Mafya bir nevi holdingleşmiş suç örgütüdür. Devletlerle hem organik bağları vardır hem de devlet denilen yapıya meydan okuyan iç dinamiklere sahiptir. Geleceğe dair umudu olmayan yoksul halk kesimlerine yasalardan azade alternatif geçim kaynakları sunar. Eşitsizlikten ve hukuksuzluktan beslenir. 

Her ülkenin irili ufaklı mafyatik yapılanmaları vardır. Ancak karşılaştırmalı bir değerlendirme yaptığımızda, sosyal politikaların görece güçlü olduğu Avrupa Birliği ülkeleri gibi ülkelerde bizdeki kadar yaşama ve genişleme alanı tanınmaz.

Sosyal politikalar vatandaşta güvende olma duygusunu tesis eder ve geleceğe dair kaygıları azaltır. Modern hukuk devleti bu duyguları pekiştirir. Yasalarla belirlenmiş hakların gasp edilmeyeceğine duyulan inanç barışcıl toplum inşasını ve dayanışma kültürünü besler. 

Japonyada'ki uçak yangınında 96 saniyede 400'e yakın yolcu ve mürettebatın birbirini ezmeden, yara almadan kurtulması tam da bu dayanışma kültürünün içselleştirildiği bir davranış örneğidir. Benzer biçimde kameralara anlık yansıyan deprem görüntülerinde insanların ne yapacaklarını biliyor olmaları, herkesi şaşırtan sakinlikleri ve elbette binaların sağlamlığı aynı kültürün ürünleridir. 

Japon'lar bu seviyeye bir anda yükselmediler. Geçmişte yaşadıkları büyük acılardan dayanışma kültürüyle çıktılar. Ve bu dayanışmayı tüm dünyayı etkileyen teknolojik gelişmelerin lokomotif ülkelerinden biri olarak sürdürdüler. Halkına iş, aş ve gelecek vaadeden bir ülke oldular. 

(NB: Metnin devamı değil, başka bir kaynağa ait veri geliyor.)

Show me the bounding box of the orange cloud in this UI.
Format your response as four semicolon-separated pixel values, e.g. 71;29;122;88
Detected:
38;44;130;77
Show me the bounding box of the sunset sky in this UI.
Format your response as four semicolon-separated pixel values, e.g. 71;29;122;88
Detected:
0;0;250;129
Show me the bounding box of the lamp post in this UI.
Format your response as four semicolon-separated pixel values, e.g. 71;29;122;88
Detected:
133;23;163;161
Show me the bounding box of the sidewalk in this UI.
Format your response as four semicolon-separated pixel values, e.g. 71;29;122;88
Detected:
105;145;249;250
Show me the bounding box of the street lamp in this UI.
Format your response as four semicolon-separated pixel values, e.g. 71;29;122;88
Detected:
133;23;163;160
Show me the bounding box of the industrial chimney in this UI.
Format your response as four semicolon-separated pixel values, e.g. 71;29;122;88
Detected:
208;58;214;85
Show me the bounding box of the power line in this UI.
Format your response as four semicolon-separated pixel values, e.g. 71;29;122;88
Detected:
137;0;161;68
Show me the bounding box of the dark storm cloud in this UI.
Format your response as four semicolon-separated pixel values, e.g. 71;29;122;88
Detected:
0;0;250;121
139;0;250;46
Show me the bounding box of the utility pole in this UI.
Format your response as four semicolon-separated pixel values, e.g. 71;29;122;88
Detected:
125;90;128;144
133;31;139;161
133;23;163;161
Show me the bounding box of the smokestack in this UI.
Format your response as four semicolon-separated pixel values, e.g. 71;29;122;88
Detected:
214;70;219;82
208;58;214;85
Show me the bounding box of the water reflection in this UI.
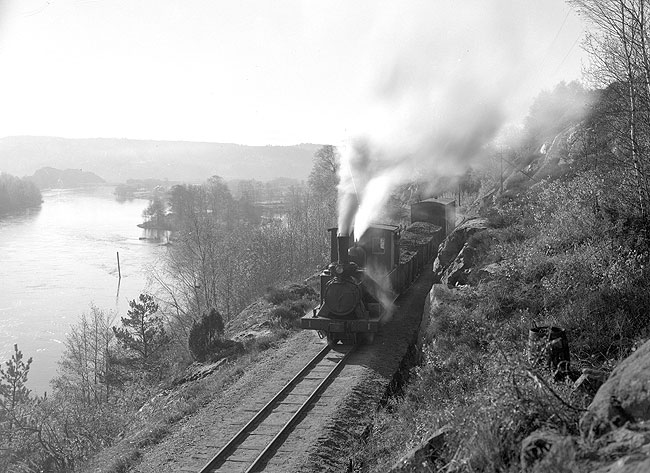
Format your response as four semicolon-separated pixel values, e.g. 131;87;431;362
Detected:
140;228;172;245
0;187;165;393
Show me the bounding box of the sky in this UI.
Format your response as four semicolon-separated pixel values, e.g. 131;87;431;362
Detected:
0;0;585;145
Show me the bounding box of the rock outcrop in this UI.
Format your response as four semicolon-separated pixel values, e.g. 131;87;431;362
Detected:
433;218;488;286
581;341;650;433
521;341;650;473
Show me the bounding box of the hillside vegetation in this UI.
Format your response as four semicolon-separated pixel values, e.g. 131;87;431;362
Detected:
353;1;650;464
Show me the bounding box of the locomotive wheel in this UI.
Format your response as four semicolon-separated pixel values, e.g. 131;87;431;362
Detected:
327;332;340;347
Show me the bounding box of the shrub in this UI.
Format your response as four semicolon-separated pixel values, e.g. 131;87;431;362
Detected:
188;309;224;361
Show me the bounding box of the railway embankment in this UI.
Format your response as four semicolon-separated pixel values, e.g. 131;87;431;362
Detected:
79;265;433;473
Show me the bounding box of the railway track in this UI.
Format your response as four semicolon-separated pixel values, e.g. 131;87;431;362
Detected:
199;345;356;473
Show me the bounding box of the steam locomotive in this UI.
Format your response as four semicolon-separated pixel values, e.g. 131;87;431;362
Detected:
300;199;456;345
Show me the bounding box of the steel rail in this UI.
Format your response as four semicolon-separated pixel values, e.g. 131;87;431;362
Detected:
245;345;356;473
199;346;354;473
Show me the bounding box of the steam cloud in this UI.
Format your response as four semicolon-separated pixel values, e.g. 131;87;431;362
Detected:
338;1;525;238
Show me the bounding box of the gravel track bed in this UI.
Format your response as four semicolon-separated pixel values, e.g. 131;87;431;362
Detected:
133;270;433;473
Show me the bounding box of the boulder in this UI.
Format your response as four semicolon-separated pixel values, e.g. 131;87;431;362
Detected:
433;218;488;283
580;341;650;435
590;423;650;473
440;243;476;286
519;429;576;471
389;426;449;473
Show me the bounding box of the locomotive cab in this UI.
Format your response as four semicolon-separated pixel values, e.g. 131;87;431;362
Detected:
300;225;399;344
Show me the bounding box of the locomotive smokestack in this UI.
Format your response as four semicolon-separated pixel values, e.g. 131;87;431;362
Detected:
336;235;350;264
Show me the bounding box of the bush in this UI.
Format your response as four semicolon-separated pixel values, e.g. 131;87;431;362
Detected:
187;309;224;361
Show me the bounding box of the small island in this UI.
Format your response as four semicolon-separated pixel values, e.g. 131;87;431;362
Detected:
0;173;43;215
24;167;106;189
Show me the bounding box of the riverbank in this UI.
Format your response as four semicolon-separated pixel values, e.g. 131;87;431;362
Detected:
0;186;165;394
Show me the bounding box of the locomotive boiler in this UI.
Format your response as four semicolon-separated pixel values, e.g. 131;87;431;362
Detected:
300;200;448;345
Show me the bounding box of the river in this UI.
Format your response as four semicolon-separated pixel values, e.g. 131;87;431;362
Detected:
0;186;166;394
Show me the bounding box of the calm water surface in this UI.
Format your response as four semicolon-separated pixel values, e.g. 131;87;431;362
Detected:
0;187;165;394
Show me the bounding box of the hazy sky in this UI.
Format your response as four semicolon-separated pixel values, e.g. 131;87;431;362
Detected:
0;0;583;144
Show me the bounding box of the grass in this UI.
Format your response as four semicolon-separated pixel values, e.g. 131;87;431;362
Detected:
354;177;650;473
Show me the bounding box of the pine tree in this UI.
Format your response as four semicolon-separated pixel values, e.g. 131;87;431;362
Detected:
0;345;32;412
113;294;169;370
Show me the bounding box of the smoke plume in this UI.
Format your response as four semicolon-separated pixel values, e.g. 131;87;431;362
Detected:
339;1;525;238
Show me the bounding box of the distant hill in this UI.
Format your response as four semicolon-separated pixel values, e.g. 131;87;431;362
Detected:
24;167;106;190
0;136;320;183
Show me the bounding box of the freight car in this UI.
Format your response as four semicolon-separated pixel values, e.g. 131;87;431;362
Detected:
300;200;453;345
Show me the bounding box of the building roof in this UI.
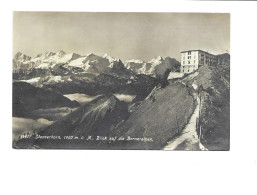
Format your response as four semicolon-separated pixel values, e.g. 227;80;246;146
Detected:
180;49;214;56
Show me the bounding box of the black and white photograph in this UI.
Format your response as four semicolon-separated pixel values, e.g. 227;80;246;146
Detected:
12;11;230;151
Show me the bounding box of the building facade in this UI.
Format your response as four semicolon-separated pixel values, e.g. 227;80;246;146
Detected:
180;50;216;73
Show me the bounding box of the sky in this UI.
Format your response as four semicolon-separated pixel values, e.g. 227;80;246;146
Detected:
13;12;230;61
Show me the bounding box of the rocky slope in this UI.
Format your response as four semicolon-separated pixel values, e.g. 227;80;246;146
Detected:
13;82;80;118
16;95;129;148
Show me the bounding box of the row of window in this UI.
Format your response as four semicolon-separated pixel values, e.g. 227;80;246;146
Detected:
183;60;196;64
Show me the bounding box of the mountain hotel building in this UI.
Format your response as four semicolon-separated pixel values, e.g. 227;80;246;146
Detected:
180;50;216;73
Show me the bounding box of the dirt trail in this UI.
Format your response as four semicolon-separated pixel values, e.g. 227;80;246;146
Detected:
163;72;207;150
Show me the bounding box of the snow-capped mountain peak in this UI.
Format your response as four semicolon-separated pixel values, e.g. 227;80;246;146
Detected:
149;56;163;64
14;52;31;62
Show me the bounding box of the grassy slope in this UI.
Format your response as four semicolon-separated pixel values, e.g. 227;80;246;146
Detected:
100;83;194;149
187;67;230;150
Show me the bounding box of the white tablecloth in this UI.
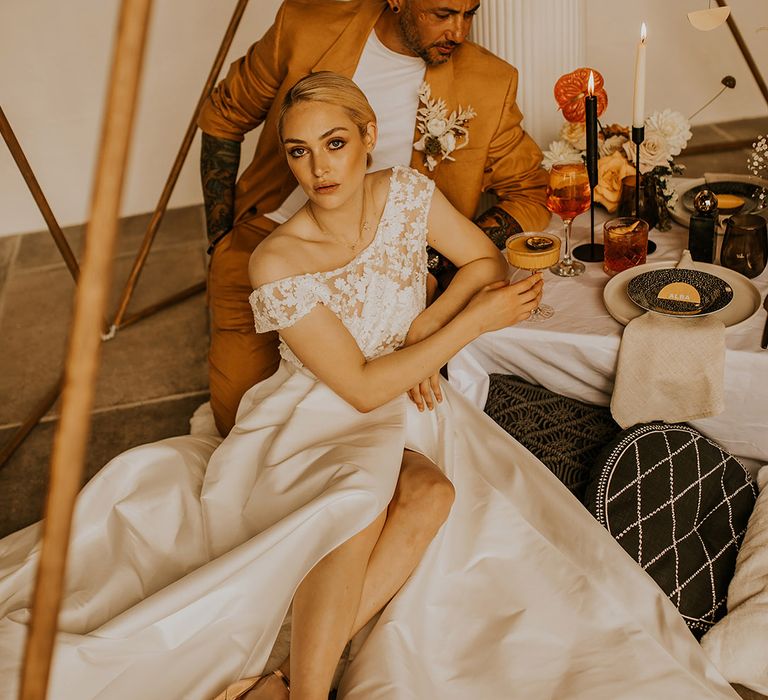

Bedava baklava dağıtıldığında birbirini ezen bizim gibi geri kalmış toplumlarla, ölüm-kalım anında bile aklı selimi terk etmeyen gelişmiş toplumlar arasında asırlarca fark var. Bölgedeki ağır savaş koşullarının, büyük yıkımlara yol açan yakın tarihteki depremlerin dahi toplumsal örgütlenmede etkili olmadığını görüyoruz. Savaşlarda ve afetlerde yardımların dağıtımının talana ve yolsuzluğa dönüşmesi bunun en bariz işaretidir.

Dünyada bir taraf ortaçağını aşamamış. O taraf biziz. Bu bir gerçek. Önce bunu kabul etmek ve geri kalmışlığın nedenlerini ortaya koymak gerekiyor. Toplumun refahını, huzurunu, haklarının yenmeyeceğine olan inancını artırmaya yönelik politiklar geliştirmeye ihtiyacımız var. Yoksa kan gölüne dönen Ortadoğu karanlığıyla bu modern dünya arasındaki amorf bir yapıda sıkışıp kalacağız. 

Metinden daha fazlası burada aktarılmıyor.